Em segundo lugar, é importante começar a valorizar e buscar novas formas de fazer turismo. Procurar hospedagens que sejam de moradores locais, comprar nas lojas deles, ir a restaurantes locais que utilizem comida fresca e tradicional da região. Todo mundo bate nessa tecla, mas na hora de ir lá e realmente investir o dinheiro das férias toma uma decisão em prol do tradicional. Muitas vezes isso vai significar ter que procurar mais, ficar mais atento aos processos de reservas. Fechar um pacote turístico numa agência, a não ser que seja uma agência diferenciada, dificilmente vai te permitir ter essas escolhas alternativas.

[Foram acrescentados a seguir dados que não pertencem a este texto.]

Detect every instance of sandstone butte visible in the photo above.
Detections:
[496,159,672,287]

Por fim, quem tiver interesse pode buscar iniciativas de turismo comunitário neste mundão afora ou no próprio Brasil. Outro dia eu escrevi um texto sobre a Visit.org, uma empresa social que permite reservar passeios de projetos comunitários. Aqui no nosso país existe a Turisol, que é Rede Brasileira de Turismo Solidário e Comunitário, e várias redes por Estado, como a Rede Tucum, no Ceará.
Não consegui encontrar um site específico que reúna as iniciativas brasileiras, mas deixem dicas legais nos comentários!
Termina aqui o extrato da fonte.